Una casa che va ricostruita altrove, dai fili strappati di memoria, ricostituendo in sé la comunità dei vivi e dei morti. Senza padre e madre non si è nessuno, gli aveva detto un profugo: ma nemmeno senza il lascito materno e paterno, le chiese e le biblioteche. Sono quelle le radici su cui poggiare, nonostante il crimine attraversato.
«Il campo mi ha reso credente. Mia madre era credente, la sua fede era la musica di Bach. Ho sempre amato la musica da chiesa e i conventi». Theo dovrà imparare a proteggere la religione che è nella musica, nei boschi, nel gesto umano, nella bellezza sopravvissuta del mondo.
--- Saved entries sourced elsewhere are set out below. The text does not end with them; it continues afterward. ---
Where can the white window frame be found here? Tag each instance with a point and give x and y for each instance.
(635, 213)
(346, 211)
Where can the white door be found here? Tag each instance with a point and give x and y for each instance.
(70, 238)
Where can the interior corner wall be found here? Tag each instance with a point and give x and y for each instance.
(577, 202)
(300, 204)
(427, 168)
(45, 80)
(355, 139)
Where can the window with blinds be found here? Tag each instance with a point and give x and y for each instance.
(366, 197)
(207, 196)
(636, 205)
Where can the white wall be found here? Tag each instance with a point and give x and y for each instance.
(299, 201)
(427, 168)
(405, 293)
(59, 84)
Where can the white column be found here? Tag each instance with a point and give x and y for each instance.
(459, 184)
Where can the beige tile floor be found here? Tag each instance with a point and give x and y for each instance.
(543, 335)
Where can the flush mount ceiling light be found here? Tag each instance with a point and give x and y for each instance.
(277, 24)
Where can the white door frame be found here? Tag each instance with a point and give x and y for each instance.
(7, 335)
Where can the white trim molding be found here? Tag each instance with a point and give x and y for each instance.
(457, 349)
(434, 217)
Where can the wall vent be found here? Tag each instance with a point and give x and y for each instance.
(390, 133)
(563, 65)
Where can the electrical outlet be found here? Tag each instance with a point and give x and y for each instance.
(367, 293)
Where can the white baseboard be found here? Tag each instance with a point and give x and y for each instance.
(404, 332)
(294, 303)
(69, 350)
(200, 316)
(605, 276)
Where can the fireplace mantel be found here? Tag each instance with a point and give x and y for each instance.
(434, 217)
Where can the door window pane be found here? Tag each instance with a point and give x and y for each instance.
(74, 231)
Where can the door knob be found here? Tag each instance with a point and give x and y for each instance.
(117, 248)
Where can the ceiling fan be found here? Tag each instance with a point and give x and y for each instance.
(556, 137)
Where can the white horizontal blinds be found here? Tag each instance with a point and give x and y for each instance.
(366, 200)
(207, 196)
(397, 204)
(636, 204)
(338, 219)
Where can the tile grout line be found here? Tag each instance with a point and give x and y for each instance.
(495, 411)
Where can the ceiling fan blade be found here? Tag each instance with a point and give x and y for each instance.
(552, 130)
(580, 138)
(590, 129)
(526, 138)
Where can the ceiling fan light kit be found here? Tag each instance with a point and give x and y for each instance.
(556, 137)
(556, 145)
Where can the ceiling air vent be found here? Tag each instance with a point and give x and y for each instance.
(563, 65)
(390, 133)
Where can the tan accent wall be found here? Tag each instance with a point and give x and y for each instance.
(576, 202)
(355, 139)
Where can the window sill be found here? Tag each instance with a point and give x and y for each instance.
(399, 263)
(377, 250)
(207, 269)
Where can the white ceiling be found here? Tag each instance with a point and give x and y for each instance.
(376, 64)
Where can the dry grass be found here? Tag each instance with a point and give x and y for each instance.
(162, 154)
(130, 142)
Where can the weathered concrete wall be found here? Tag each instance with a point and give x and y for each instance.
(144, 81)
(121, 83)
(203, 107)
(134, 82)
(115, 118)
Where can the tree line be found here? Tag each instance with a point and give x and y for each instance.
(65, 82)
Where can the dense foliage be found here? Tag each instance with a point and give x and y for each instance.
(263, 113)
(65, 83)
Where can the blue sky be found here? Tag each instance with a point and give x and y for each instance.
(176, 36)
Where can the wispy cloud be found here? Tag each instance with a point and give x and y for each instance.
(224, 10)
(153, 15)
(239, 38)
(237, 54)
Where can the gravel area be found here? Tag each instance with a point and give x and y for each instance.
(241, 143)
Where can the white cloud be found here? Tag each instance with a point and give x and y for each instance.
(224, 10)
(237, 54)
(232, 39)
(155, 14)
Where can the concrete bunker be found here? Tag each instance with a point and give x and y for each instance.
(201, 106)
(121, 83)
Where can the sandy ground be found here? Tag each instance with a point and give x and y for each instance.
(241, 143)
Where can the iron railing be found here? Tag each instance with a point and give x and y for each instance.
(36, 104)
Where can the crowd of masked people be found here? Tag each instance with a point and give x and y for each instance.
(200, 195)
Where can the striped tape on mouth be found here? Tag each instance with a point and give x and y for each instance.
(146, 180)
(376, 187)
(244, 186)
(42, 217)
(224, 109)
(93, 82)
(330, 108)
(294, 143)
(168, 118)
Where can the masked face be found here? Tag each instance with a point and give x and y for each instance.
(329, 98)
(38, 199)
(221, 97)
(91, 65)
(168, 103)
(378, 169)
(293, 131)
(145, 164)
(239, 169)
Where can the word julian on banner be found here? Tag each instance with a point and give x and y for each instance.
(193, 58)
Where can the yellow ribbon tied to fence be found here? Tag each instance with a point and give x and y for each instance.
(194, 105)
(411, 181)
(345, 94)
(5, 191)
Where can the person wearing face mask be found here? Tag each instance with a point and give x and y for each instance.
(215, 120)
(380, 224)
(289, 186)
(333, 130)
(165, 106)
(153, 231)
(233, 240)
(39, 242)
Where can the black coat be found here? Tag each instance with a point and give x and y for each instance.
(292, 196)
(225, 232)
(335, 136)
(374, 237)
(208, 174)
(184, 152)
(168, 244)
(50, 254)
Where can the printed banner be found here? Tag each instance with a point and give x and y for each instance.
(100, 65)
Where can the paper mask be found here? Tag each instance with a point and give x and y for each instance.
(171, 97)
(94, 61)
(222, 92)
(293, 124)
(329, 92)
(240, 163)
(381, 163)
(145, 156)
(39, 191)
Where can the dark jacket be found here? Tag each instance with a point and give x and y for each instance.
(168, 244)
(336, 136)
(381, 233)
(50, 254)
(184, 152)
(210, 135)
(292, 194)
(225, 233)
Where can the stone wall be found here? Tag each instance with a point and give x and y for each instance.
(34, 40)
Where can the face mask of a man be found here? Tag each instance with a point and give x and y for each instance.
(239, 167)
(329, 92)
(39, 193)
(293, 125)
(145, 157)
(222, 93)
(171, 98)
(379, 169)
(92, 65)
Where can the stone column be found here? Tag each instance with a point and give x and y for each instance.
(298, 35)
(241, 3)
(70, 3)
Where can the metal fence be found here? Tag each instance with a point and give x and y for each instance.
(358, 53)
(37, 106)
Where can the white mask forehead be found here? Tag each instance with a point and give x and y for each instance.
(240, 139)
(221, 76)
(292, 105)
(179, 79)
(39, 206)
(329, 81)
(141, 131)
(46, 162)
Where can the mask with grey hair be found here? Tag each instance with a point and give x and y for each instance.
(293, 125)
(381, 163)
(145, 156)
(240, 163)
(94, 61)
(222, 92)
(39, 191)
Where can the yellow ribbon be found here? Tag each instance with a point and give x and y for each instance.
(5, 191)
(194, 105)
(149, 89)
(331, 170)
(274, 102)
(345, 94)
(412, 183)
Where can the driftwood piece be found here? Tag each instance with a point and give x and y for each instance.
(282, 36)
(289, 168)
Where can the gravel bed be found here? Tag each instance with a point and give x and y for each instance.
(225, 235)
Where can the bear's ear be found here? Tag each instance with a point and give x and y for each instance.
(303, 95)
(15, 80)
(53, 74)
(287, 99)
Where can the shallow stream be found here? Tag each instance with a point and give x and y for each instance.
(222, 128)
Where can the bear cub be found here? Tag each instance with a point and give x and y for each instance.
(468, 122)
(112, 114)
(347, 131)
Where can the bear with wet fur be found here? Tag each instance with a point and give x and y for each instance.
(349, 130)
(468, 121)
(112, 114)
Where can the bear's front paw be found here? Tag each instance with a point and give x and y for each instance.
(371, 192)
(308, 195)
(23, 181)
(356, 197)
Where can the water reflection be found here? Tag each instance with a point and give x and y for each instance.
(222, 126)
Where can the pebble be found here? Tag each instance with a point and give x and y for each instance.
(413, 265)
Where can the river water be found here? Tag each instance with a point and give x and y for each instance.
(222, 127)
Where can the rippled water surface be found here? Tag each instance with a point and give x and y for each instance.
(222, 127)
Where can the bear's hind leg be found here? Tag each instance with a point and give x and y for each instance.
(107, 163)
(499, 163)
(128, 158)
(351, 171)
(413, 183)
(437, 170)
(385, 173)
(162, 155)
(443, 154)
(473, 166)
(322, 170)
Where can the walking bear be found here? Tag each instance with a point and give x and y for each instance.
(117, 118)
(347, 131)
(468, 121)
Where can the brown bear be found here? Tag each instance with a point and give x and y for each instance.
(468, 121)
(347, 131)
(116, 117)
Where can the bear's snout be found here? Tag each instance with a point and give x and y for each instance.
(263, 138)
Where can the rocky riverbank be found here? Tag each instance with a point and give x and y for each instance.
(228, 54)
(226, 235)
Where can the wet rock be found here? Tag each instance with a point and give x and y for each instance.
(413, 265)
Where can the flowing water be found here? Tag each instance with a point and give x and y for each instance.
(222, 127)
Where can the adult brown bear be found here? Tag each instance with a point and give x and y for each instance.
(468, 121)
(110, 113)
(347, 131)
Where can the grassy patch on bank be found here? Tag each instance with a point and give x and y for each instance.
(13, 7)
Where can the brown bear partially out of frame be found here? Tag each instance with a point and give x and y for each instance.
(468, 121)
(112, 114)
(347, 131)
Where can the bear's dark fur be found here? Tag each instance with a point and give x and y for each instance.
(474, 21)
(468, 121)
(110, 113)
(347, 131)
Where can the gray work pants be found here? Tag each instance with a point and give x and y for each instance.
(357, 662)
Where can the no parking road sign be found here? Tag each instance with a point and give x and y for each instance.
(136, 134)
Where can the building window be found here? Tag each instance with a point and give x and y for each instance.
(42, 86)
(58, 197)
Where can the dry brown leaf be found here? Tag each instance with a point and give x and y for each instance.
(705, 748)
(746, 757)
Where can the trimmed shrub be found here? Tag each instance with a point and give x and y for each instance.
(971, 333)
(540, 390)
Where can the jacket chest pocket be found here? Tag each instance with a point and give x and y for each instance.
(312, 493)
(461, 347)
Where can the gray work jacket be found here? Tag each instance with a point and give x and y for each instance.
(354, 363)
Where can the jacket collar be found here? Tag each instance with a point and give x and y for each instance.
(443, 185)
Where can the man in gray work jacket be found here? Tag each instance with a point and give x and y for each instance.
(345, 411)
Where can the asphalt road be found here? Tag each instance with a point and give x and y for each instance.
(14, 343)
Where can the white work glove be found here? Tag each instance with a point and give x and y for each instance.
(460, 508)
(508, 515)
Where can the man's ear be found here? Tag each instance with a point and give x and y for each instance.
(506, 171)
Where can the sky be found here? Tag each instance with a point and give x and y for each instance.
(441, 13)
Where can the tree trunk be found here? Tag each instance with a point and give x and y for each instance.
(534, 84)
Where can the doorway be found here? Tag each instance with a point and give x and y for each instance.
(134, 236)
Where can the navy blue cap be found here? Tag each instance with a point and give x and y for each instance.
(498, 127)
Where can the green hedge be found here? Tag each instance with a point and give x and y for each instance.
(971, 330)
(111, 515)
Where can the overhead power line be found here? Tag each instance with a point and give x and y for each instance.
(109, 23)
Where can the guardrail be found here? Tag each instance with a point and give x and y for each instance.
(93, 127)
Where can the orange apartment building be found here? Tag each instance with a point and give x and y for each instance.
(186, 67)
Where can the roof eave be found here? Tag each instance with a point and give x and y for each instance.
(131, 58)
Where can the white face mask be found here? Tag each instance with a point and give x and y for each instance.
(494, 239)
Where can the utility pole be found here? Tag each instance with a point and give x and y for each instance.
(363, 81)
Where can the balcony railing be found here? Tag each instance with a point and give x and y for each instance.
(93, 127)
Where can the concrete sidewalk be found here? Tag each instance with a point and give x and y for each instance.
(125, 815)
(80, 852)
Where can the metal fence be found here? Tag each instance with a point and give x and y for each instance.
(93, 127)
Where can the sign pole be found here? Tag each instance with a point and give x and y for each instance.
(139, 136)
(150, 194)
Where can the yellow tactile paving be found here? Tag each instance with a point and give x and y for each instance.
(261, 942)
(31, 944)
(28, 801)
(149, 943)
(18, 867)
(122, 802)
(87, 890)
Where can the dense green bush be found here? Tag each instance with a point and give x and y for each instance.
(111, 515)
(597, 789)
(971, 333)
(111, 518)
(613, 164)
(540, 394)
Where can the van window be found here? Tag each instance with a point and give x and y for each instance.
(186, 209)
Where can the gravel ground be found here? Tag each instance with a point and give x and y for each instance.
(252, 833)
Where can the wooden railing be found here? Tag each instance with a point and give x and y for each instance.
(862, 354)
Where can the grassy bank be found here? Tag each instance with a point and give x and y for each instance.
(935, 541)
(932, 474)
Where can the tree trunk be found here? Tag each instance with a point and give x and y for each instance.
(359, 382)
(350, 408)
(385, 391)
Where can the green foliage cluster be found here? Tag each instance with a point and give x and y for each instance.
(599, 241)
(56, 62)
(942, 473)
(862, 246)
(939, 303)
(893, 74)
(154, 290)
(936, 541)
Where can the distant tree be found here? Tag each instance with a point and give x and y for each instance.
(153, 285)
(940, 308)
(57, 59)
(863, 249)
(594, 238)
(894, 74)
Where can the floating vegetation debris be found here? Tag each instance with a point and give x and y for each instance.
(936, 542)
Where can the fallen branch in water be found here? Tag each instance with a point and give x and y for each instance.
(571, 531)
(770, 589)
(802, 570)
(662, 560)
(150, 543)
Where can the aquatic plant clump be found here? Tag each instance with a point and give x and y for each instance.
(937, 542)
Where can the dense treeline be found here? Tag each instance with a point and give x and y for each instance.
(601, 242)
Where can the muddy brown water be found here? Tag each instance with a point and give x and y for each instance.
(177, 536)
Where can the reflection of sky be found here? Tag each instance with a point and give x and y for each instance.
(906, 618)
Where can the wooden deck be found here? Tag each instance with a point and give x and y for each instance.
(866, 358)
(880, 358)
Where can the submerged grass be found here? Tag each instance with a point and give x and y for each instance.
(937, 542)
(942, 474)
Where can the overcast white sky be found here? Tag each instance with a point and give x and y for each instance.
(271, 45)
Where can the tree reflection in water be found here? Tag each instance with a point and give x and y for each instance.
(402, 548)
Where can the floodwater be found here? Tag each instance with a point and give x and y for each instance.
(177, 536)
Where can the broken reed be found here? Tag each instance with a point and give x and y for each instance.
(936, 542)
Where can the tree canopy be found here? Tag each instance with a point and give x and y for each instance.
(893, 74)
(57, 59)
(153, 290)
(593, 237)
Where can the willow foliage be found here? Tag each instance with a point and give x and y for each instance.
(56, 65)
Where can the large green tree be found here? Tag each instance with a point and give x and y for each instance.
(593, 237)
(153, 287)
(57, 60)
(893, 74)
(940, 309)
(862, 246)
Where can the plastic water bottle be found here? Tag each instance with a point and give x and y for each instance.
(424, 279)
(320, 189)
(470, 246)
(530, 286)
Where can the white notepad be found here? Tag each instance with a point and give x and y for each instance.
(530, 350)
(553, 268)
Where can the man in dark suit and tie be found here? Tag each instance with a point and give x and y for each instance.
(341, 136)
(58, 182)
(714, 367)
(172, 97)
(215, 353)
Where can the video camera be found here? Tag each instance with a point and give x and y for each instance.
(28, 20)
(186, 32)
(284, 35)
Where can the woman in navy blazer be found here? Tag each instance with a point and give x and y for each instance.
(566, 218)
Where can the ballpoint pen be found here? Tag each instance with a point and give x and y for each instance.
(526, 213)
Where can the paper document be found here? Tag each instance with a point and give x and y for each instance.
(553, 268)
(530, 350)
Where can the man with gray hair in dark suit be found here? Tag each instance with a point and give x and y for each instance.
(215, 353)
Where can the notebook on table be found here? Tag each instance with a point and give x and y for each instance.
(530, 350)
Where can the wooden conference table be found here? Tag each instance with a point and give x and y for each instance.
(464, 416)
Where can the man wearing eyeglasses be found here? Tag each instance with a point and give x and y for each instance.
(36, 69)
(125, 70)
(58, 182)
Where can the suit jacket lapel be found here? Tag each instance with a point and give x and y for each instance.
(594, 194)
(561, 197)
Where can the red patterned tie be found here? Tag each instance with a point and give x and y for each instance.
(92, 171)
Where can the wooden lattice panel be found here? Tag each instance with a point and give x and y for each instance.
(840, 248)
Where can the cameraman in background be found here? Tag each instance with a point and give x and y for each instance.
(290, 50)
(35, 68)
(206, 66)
É l’uomo spoglio, cui resta solo la pietà.
Per tutta la sua vita letteraria, Appelfeld ha disegnato un mandala con la polvere dei campi di concentramento e ci ha soffiato sopra per poi di nuovo raccoglierla e ricomporla in altre geometrie, un prodigio che pareva non poter avere fine. Ci lascia gli infiniti disegni che assumono sempre nuove forme per dirci gli animali, il silenzio, la notte, la foresta, la bontà umana, la parola del sacro disseminata nel mondo anche dopo la sua corruzione.